All true. The problem, though, is that each of these critiques falls flat with some slice of Americans. Polls consistently show that inequality is mainly a concern of Democrats, not Republicans. Ditto for ecological preservation. Concerns about the instability of capitalism and how special interests take over our democracy are less divisive, but ebb and flow depending on events.
That's why we need to build out a fourth line of attack on capitalism, which could possibly be the most powerful of all: That extreme market forces are corrupting us as individuals – morally and ethically.
This is hardly a novel argument. For hundreds of years, the world of commerce and money, along with consumption, has been viewed with uneasiness or downright alarm by any number of moral leaders. The fear has been that greed and materialism, along with a transactional mindset, would push aside other values, like family, faith, community, honesty, frugality, reciprocity, sexual restraint, aesthetic sensibility, and more.
Of course, all these fears have been borne out to some degree – particularly in the U.S. over the past few decades. And while the right likes to blame the rise of today's extreme individualism on the left, the truth is that an ever less regulated capitalism has been by far the strongest shaper of U.S. society – amplifying in often toxic ways the libertarian strain of the American psyche.
Plenty of progressives think and talk about the downsides of greed and materialism, along with the market's ruthless focus on efficiency, but almost always in service of concerns about economic security or ecological well-being. What you don't hear so often are these aspects of capitalism critiqued on the grounds that they make us worse people -- less connected to family and friends, less empathetic and caring, ruder and less patient, more focused on instant gratification, less sexually responsible, more gluttonous, more misogynistic, and so on.
Sure, you hear scattered complaints along all these lines: entertainment and tech companies are "dumbing us down," video games make kids violent, popular culture leads men to objectify women, greed makes people more likely to lie and cheat, corporations undermine family by forcing people to work too much, Big Food addicts us to fat and sugar, Big Pharma tempts us to escape our real personalities, developers structure housing patterns in ways that subvert community, inequality undermines empathy, etc.

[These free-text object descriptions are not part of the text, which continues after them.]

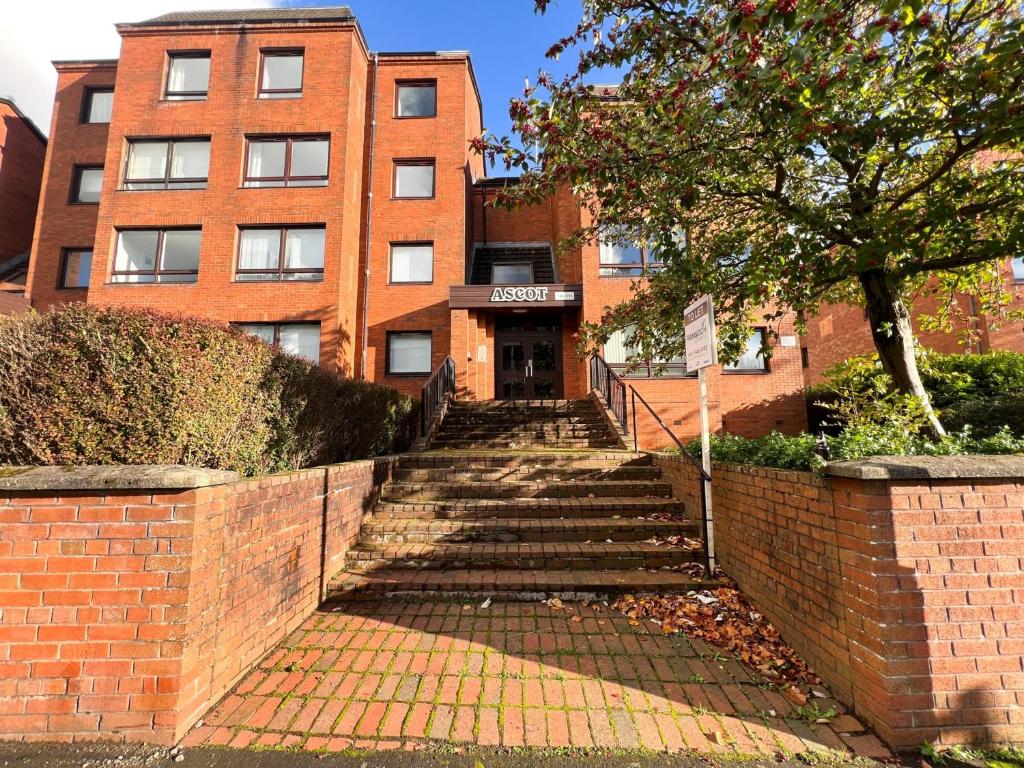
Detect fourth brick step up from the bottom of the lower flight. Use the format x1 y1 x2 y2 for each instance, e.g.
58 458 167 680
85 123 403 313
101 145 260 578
373 497 684 520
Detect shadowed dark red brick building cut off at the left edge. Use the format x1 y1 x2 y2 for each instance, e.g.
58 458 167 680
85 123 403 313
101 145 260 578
0 96 46 294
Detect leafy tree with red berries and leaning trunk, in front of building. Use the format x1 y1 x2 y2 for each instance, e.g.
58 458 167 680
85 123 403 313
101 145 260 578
474 0 1024 434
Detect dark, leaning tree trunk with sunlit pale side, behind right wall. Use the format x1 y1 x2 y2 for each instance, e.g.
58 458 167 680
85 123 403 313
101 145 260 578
858 270 946 437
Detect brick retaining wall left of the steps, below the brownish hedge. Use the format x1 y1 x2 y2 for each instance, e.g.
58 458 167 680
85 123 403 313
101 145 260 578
0 459 393 743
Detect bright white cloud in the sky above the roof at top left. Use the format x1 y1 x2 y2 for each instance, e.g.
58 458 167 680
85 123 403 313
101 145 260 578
0 0 274 133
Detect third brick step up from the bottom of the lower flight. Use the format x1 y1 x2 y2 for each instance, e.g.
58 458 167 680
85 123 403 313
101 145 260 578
360 517 699 545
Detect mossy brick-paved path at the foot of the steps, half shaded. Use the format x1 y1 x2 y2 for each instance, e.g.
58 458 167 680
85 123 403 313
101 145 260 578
184 602 885 757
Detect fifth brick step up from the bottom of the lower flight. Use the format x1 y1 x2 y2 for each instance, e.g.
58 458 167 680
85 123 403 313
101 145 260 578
384 480 672 501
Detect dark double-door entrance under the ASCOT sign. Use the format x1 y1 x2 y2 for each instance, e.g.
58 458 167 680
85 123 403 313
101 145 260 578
495 316 562 400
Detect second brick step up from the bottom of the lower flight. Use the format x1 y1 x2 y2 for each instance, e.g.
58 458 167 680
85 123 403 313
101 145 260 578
345 542 701 570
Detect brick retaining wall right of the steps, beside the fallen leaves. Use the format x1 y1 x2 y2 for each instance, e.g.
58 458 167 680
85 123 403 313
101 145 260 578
655 455 1024 749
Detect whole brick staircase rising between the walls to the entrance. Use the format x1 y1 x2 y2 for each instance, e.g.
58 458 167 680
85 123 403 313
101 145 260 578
328 400 701 602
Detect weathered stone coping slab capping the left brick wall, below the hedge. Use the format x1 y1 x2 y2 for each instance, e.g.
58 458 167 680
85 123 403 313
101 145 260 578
0 464 240 490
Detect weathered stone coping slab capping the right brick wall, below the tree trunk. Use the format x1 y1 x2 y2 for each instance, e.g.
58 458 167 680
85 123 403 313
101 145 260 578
824 456 1024 480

But this cacophony of gripes never quite coalesce into a strong moral critique of capitalism.
Meanwhile, though, large majorities of Americans are anxious about the state of the country's values – and have been for decades. Conservatives have largely been monopoly providers in addressing these concerns with an explicit values agenda for shoring up the family, combating crime and social disorder, strengthening faith, re-imposing sexual restraint, and cleaning up popular culture.
So here's a big challenge for progressives: we need to bolster our critique of capitalism, and win over broader support for this critique, by linking a market run amok to America's strong and bipartisan anxiety about the nation's moral health.
I know, I've said this all before in my book The Moral Center. But now that capitalism is coming under more scrutiny, a bigger window may be opening for a robust debate about morality and the market. Let's have it.